Conforme afirma São Tomás de Aquino, “todo o ensinamento e a obra de João eram preparatórias da obra de Cristo, como a do aprendiz e do operário  inferior é preparar a matéria para receber a forma que há de introduzir o principal artífice”.

Os grandes artistas tiveram aprendizes que pintaram as partes menos importantes de seus quadros, ocupando- se eles apenas dos aspectos essenciais. Também os grandes entalhadores tiveram auxiliares que afiavam as ferramentas, limpavam o ateliê, faziam as compras das madeiras apropriadas, etc. Assim foi o trabalho de São João, preparando a vinda de Nosso Senhor.

Diante da altíssima vocação do Batista, os Doutores da Igreja exprimiram sempre grande admiração. São Tomás de Aquino, por exemplo, colocava João entre os profetas do Novo Testamento. Se o considerássemos do Antigo . dizia o Aquinate . Seria maior que Moisés.

Já São Francisco de Sales vê João como profeta do Antigo Testamento, a última luz da Lei mosaica e – diz sem titubear – a maior.

De qualquer modo, a grandeza de João era tal que o próprio Jesus declarou ser ele mais que um profeta, acrescentando este elogio supremo: .Entre os nascidos das mulheres, não veio outro ao mundo maior que João Batista. (Mt 11, 11).

Por que Jesus quis ser batizado?

O batismo conferido por São João não era da mesma natureza que o Batismo sacramental, instituído posteriormente por Nosso Senhor Jesus Cristo.

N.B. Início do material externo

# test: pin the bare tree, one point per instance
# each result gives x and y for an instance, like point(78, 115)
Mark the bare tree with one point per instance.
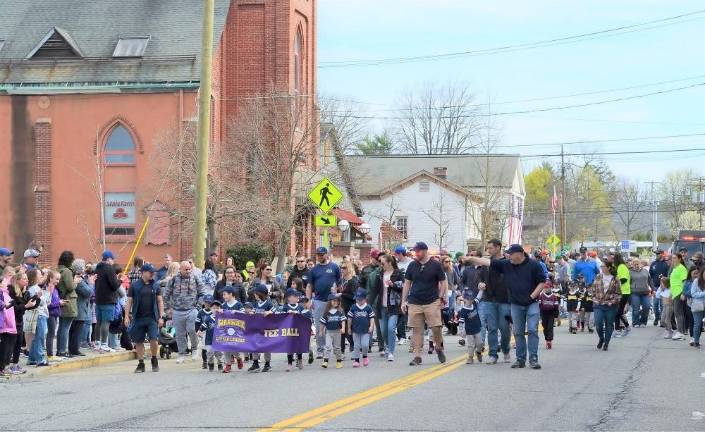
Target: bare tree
point(438, 214)
point(438, 120)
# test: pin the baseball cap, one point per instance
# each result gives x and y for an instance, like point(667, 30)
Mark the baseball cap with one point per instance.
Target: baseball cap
point(31, 253)
point(148, 268)
point(420, 246)
point(514, 248)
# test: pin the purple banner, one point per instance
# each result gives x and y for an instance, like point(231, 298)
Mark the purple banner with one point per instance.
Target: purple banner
point(278, 333)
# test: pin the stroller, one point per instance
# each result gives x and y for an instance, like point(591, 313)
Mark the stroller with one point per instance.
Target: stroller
point(167, 341)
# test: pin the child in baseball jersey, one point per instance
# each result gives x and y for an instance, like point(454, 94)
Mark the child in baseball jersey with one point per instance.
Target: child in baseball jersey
point(361, 324)
point(333, 326)
point(470, 325)
point(230, 303)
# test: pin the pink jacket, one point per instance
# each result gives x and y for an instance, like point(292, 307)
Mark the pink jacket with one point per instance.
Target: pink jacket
point(8, 324)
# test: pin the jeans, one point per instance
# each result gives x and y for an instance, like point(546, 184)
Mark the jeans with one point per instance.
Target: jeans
point(697, 325)
point(37, 352)
point(52, 327)
point(318, 309)
point(526, 319)
point(640, 301)
point(492, 316)
point(185, 325)
point(604, 322)
point(388, 325)
point(62, 342)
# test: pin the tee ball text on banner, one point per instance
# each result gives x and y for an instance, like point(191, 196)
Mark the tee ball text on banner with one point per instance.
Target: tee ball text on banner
point(278, 333)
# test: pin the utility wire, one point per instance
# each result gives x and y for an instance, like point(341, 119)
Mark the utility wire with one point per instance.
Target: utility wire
point(672, 20)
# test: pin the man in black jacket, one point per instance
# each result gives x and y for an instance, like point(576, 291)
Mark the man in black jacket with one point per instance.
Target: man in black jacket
point(106, 297)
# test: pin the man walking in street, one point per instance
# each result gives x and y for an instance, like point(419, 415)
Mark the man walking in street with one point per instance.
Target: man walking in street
point(181, 297)
point(324, 279)
point(423, 297)
point(143, 315)
point(106, 297)
point(524, 279)
point(494, 305)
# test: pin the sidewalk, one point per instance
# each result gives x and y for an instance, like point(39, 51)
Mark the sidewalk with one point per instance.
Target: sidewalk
point(91, 359)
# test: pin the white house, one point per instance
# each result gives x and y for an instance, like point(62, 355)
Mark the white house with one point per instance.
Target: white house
point(438, 198)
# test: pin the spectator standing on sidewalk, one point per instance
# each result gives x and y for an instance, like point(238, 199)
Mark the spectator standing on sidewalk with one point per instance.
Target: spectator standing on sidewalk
point(181, 298)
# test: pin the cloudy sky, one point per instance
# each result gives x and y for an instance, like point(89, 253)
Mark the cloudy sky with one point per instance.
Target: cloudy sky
point(661, 57)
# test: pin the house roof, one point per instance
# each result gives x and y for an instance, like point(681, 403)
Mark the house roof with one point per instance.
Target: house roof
point(94, 28)
point(373, 174)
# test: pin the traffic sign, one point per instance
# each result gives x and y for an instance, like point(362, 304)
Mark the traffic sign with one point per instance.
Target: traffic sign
point(328, 221)
point(325, 195)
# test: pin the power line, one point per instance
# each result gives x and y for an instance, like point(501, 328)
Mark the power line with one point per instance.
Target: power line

Provinha verdadeiramente de Deus, mas não tinha o poder de conferir a graça santificante. O próprio Batista pôs em realce a diferença: “Eu vos batizo na água, mas eis que vem outro mais poderoso do que eu, a quem não sou digno de lhe desatar a correia das sandálias; ele vos batizará no Espírito Santo e no fogo.” (Lc 3, 16).

O efeito do batismo de João consistia num incentivo ao arrependimento dos pecados, explica São Tomás de Aquino. Ora, em Jesus não havia sequer sombra de pecado, nem poderia haver, uma vez que Ele era o Homem-Deus. Não tinha, portanto, matéria para arrependimento e penitência. O que explica, então, que Ele tenha querido ser batizado?